Saturday, November 08, 2008
Bandleader, producer, studio owner, and Jamaican musical icon Byron Lee passed away November 4 after a battle with cancer, according to a post on his website. He was 73. Lee formed his famed band the Dragonaires in 1957 and kept the group going in one form or another for the next five decades to come. During the 1960s and 70s, he helped bring the sound of Jamaica -- including ska, rock steady, reggae, and soca music -- to a much wider audience both at home and abroad, though such hits as "Jamaica Ska", "Tiney Winey" and "Dancehall Soca", as well as his work as a producer and studio head. Lee and the Dragonaires appeared in the very first James Bond
film, 1962's Dr. No and Lee, along with several other Jamaican luminaries, were sent to showcase the unique sound of the island's music at New York's 1964-65 World's Fair. Lee insisted on a certain dapper look and reasonable behavior from his Dragonaires bandmates, and would later boast that "I am pleased to say that in all my years of touring we have never had any incident involving a member of my band whilst on tour." In addition to his own musical endeavors, Lee was also a serious businessman. In 1965, Lee created Lee Enterprises, which went on to produce hit
shows in Jamaica for the likes of James Brown, Al Green, the Drifters, and others. In 1968, he bought West Indies Records, renamed it Dynamic Studios and set up one of the island's most well-appointed studios, recording artists such as the Rolling
Stones, David Bowie, Paul Simon, and Bob Marley. Dynamic Sounds was also involved with distributing foreign records to North American and European audiences.
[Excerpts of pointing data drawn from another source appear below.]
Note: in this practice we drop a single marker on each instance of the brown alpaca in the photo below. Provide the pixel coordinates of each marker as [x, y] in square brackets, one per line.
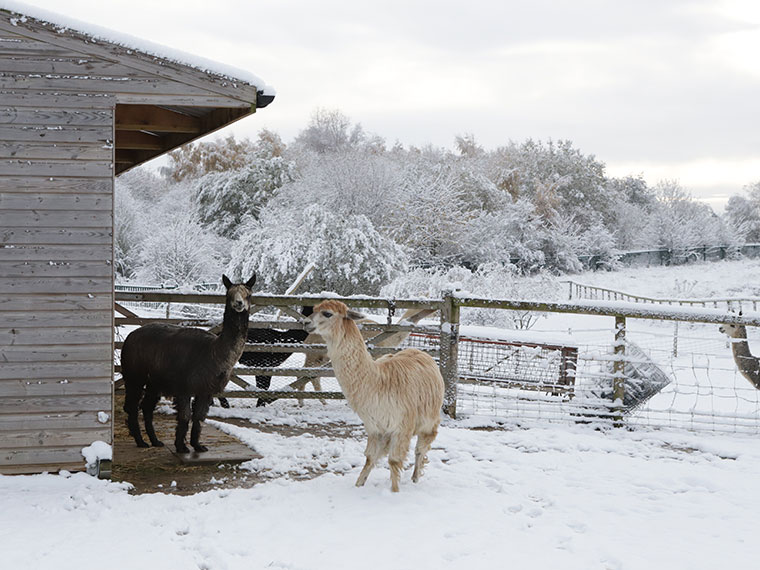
[397, 396]
[748, 365]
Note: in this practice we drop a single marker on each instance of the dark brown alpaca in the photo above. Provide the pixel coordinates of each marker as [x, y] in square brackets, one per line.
[185, 363]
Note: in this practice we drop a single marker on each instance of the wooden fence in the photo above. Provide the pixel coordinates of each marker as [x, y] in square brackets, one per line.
[446, 329]
[590, 292]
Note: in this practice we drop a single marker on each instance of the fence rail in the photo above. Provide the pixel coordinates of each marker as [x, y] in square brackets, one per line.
[591, 292]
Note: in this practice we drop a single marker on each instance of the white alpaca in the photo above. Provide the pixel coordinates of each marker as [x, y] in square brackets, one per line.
[410, 316]
[397, 396]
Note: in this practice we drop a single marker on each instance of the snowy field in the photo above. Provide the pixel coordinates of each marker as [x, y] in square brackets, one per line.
[553, 495]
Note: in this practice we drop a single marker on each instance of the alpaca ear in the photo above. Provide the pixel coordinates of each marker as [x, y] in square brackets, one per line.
[354, 315]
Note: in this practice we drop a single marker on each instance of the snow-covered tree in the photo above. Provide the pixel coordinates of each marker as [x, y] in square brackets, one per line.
[128, 232]
[350, 256]
[224, 199]
[743, 213]
[191, 161]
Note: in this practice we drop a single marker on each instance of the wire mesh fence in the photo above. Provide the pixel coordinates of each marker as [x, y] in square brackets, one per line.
[675, 371]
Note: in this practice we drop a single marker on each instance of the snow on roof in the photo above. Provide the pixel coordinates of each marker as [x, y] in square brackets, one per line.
[65, 23]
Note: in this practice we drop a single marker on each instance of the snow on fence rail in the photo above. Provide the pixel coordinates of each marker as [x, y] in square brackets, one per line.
[591, 292]
[600, 360]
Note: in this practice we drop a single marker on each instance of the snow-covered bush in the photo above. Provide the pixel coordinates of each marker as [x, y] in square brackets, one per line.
[493, 281]
[224, 199]
[350, 256]
[179, 251]
[128, 232]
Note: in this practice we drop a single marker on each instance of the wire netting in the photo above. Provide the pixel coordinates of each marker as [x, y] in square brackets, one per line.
[674, 374]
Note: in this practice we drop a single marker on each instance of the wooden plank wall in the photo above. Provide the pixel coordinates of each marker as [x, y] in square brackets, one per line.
[56, 254]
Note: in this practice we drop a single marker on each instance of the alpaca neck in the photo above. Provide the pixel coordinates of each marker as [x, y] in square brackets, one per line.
[231, 341]
[351, 361]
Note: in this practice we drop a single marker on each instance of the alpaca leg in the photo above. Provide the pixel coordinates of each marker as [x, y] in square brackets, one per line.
[317, 384]
[373, 453]
[398, 451]
[182, 403]
[263, 383]
[424, 442]
[134, 392]
[301, 387]
[148, 405]
[201, 405]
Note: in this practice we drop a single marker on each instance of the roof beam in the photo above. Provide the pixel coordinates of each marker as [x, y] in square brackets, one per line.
[154, 119]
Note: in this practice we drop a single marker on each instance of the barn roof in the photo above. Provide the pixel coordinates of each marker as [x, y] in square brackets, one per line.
[204, 96]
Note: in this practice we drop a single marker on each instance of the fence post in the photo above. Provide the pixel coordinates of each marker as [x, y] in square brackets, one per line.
[618, 370]
[675, 339]
[450, 352]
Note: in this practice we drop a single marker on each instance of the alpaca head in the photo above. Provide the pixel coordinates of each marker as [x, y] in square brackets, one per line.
[239, 294]
[734, 331]
[328, 318]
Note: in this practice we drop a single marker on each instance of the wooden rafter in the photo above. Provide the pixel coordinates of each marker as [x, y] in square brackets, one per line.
[154, 119]
[135, 140]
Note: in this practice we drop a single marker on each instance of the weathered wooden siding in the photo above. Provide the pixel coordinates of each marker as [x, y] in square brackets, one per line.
[56, 251]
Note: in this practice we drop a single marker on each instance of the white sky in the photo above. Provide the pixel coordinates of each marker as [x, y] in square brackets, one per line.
[664, 88]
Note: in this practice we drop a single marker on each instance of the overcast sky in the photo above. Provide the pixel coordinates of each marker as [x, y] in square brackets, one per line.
[664, 88]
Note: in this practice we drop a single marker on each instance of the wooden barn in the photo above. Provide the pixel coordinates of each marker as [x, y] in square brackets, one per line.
[77, 109]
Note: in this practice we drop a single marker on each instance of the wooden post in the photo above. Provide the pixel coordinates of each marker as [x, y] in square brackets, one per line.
[450, 352]
[675, 339]
[618, 370]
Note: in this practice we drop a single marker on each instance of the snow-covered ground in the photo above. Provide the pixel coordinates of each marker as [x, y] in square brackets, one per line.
[553, 495]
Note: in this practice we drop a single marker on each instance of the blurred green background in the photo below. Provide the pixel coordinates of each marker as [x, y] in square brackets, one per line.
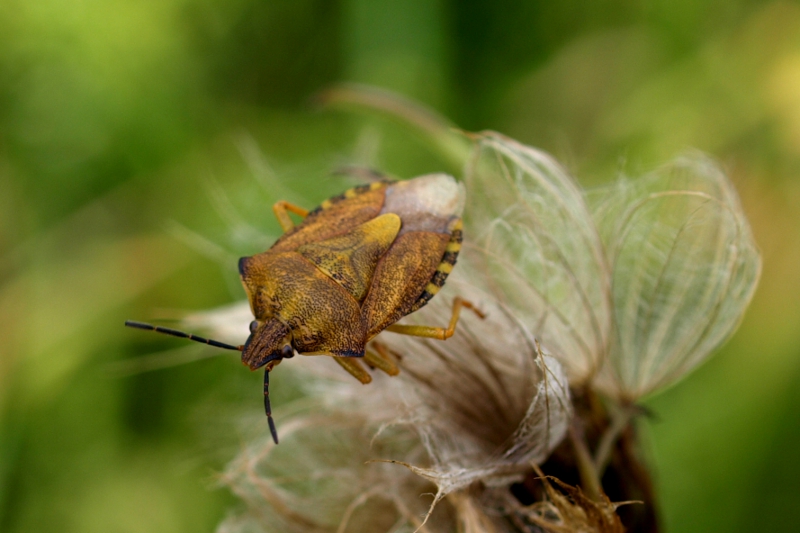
[142, 143]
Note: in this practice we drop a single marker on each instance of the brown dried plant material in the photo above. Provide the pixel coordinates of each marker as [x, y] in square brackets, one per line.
[569, 510]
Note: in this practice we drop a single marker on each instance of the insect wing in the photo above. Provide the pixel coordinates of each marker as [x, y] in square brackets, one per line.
[335, 216]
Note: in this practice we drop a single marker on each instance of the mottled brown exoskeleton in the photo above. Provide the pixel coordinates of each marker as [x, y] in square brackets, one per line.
[352, 268]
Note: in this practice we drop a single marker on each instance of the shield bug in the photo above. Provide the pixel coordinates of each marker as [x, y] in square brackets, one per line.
[352, 268]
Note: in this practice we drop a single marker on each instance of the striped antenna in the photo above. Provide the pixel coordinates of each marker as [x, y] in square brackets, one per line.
[182, 334]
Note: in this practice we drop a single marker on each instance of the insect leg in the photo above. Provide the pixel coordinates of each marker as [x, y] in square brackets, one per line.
[436, 332]
[354, 367]
[268, 409]
[282, 210]
[381, 358]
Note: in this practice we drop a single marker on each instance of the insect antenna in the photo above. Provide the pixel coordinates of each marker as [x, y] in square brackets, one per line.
[267, 407]
[182, 334]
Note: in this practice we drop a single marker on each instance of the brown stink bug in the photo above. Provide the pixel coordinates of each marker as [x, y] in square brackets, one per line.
[352, 268]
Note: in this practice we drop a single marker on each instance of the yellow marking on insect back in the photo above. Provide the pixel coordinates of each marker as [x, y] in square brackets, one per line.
[350, 259]
[431, 288]
[453, 246]
[445, 267]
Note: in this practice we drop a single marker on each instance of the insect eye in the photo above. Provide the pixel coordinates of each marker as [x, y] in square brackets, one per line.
[287, 352]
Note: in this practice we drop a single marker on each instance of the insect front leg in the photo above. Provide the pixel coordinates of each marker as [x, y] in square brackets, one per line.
[282, 210]
[352, 365]
[379, 357]
[434, 332]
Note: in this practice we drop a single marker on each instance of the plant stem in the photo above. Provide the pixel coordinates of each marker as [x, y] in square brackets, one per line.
[590, 481]
[619, 422]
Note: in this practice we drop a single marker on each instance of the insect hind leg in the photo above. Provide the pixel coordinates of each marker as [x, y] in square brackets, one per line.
[433, 332]
[353, 366]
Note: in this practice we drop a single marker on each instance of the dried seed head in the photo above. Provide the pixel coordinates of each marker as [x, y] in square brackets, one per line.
[684, 267]
[537, 250]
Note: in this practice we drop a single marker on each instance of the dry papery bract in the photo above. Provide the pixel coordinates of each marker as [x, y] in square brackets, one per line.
[630, 290]
[536, 248]
[464, 415]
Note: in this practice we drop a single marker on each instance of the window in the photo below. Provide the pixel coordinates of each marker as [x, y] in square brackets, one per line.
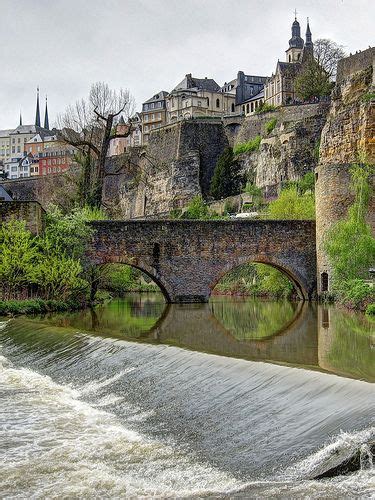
[324, 282]
[325, 318]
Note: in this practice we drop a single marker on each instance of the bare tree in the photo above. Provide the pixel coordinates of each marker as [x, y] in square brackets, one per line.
[327, 54]
[316, 78]
[89, 126]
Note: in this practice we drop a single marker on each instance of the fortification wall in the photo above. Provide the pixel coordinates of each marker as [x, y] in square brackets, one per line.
[354, 63]
[349, 132]
[177, 164]
[29, 211]
[288, 151]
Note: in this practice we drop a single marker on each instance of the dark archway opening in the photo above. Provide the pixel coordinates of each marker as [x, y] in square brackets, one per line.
[324, 282]
[259, 280]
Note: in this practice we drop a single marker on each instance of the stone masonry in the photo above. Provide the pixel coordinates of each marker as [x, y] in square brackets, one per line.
[187, 258]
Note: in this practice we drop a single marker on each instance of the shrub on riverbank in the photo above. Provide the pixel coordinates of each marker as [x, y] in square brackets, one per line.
[36, 306]
[50, 266]
[350, 245]
[119, 279]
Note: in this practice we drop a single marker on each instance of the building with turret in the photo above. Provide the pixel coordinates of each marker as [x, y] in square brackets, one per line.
[279, 88]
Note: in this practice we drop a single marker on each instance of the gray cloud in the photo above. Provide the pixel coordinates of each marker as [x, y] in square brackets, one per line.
[149, 45]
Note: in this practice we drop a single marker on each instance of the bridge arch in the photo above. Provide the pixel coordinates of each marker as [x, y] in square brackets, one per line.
[145, 268]
[187, 258]
[298, 281]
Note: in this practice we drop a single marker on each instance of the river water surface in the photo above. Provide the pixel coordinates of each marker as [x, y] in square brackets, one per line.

In 1990, Lee launched the annual Byron Lee Jamaica Carnival in Kingston, which went on to become one of the nation's largest music events. He and the Dragonaires performed and recorded up until the very end; indeed, they were scheduled to play in Sunrise,
Florida this coming Sunday, according to the Miami Herald. On Tuesday, Jamaica's current Prime Minister Bruce Golding said of Lee's passing, "Jamaica, and
indeed the world, has lost another great music pioneer with the passing this morning of Byron Lee, one of the greatest band leaders ever to grace the entertainment stages of the world".